RFM Analysis – Customer Segmentation by Loyalty
Customer data can be divided into two categories: demographic (age, income, marital status) and behavioral. As a rule, marketing attempts to predict the customer behavior. The information that the customer has recently purchased several items with a total value of 2000 euros plays a much greater role than demographic information.
Direct marketers typically use RFM analysis to formalize customer value. For this purpose, three indicators are examined.
- Recency - the time dimension of the sale (how much time has passed since the customer's last purchase)
- Frequency - the periodicity of the purchases (the number of purchases in the period)
- Monetary - the total amount of sales (sometimes an average order is used)
Selection of the third indicator
The third indicator (monetary) can also be chosen differently if it corresponds to the main indicators recency and frequency. For an information portal, for example, the time spent on the page can be used as the third indicator.
The indicators frequency and monetary are often related: the more purchases, the higher the total amount. For this reason, in practice there is a simplified version of RFM analysis called RF segmentation. In this case, the monetary indicator is not used. Using this analysis, it is easy to determine which customers you need to actively work with and develop special offers.
The percentage of customers who respond to general promotional offers is usually low. RFM analysis is a simple as well as efficient method that allows you to predict a customer's reaction. In this way, you can improve the interaction with customers. Depending on the RFM segment, different methods can be used to influence customers. The most important indicator is recency, followed by frequency and finally the amount of sales.
Example usage of RFM on a private customer database
A small company selling textbooks sent letters to all its customers suggesting a purchase of the company's products. The cost of mailing was 85 cents per letter, while the profit from each sale was 28 euros. Therefore, to justify the cost of mailing the letters, the company had to receive more than 3% of the responses. For several years, however, the response rate was less than 1.6%, which yielded no profit. RFM analysis was used to divide the entire existing customer database into 125 groups (5x5x5). For each of these groups, the response rate was determined. Later, the company started to conduct mailings only within the groups that had a response rate above 3%, so it could finally make a profit.
It is important to note that the company will not profit from the continuous use of RFM analysis. It could be used to answer the question of which customer to write to or call. In this case, some customers will not hear from the company at all. Other customers, who are the most active responders, will be tired of the constant attention because they are contacted too often. A contact strategy must be developed as to what type of offer can be made to the less receptive customers. These customers need to know that the company has not forgotten about them.

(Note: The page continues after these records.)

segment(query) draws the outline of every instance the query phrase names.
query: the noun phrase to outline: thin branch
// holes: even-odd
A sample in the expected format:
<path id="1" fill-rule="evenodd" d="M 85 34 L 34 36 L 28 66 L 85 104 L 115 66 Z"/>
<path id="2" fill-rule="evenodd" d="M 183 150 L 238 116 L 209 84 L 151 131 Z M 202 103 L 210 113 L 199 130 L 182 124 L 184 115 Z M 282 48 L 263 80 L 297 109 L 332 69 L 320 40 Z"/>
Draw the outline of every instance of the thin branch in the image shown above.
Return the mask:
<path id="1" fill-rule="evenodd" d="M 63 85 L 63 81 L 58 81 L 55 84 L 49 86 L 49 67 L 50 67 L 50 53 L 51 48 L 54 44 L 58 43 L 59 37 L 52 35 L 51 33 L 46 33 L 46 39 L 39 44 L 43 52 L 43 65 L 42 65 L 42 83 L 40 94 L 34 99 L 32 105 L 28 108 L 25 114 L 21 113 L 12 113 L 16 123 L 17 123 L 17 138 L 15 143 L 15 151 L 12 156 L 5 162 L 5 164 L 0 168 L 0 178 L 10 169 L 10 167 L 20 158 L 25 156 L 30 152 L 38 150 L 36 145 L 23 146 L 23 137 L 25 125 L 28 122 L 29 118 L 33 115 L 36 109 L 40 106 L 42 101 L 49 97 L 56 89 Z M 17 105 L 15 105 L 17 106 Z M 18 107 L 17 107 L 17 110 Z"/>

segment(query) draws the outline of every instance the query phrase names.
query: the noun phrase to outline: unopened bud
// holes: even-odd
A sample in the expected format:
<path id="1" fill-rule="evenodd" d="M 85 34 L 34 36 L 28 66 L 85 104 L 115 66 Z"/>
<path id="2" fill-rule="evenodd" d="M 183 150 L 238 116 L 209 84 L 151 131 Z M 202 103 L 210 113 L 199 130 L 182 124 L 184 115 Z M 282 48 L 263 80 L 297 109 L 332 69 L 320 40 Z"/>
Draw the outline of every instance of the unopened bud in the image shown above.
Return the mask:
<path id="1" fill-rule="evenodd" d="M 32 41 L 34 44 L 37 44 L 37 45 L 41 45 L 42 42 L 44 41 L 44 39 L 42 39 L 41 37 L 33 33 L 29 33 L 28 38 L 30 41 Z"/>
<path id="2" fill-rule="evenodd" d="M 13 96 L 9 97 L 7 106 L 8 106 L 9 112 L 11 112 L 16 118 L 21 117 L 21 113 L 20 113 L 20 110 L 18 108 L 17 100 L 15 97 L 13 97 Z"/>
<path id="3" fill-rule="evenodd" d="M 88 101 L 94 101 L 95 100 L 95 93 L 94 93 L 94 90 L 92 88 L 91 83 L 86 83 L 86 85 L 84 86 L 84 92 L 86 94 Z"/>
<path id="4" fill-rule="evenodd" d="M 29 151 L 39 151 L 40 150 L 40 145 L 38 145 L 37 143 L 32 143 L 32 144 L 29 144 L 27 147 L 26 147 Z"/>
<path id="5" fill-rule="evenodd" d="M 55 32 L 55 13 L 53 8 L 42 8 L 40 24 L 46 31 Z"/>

Example usage of RFM on a corporate customer database
Let's consider the application of RFM analysis to a database of corporate customers. This type of database is, in most cases, much smaller than a database consisting of private customers. So you can reduce the number of groups. For example, in a database of 10000 records, 125 RFM analysis groups contain only 80 records per group. This is not enough to get statistical results. Let's reduce the number of RFM cells to 20 with a reduced number of groups sorted by frequency and amount of sales. For example, 5 by purchase date (recency), 2 by frequency, and 2 by revenue (monetary).
Limitations of RFM analysis
The theory of RFM analysis assumes a very simple mechanism for dividing recency, frequency, and amount of sales by segment. You sort all customers, and divide them into 5 equal groups for each indicator. This method is productive and helps to divide all customers into segments in relation to each other.
However, in practice there is a problem because these indicators change over time.
Business is going well, but suddenly not a single purchase is made for a month. This is bad, but if you divide the database into equal parts, nothing will change. For example, the recency segments will be the same compared to the previous month.
The new company does not yet have sales data for several years. In this case, the limits of recency will be very different every day and it does not make sense to use the result of such RFM analysis.
Seasonal patterns, promotions and holidays also have a strong impact on the quality of the analyzed data. Therefore, you should determine an appropriate time. To determine the time intervals, it is worth answering a number of questions:
- How long is the life cycle of a customer?
- What is the natural buying period?
- What is the seasonal pattern?
- How long does it take for customers to repeat a purchase?
The efficiency of RFM analysis does not mean that it can completely replace the sales manager. Personal communication with the customer allows the employee to understand them well and know a lot about them. The right way is to focus the manager's attention on the most important customers and work with the rest of them through email, messages and social networks. In this case, RFM analysis becomes an excellent tool for customer segmentation.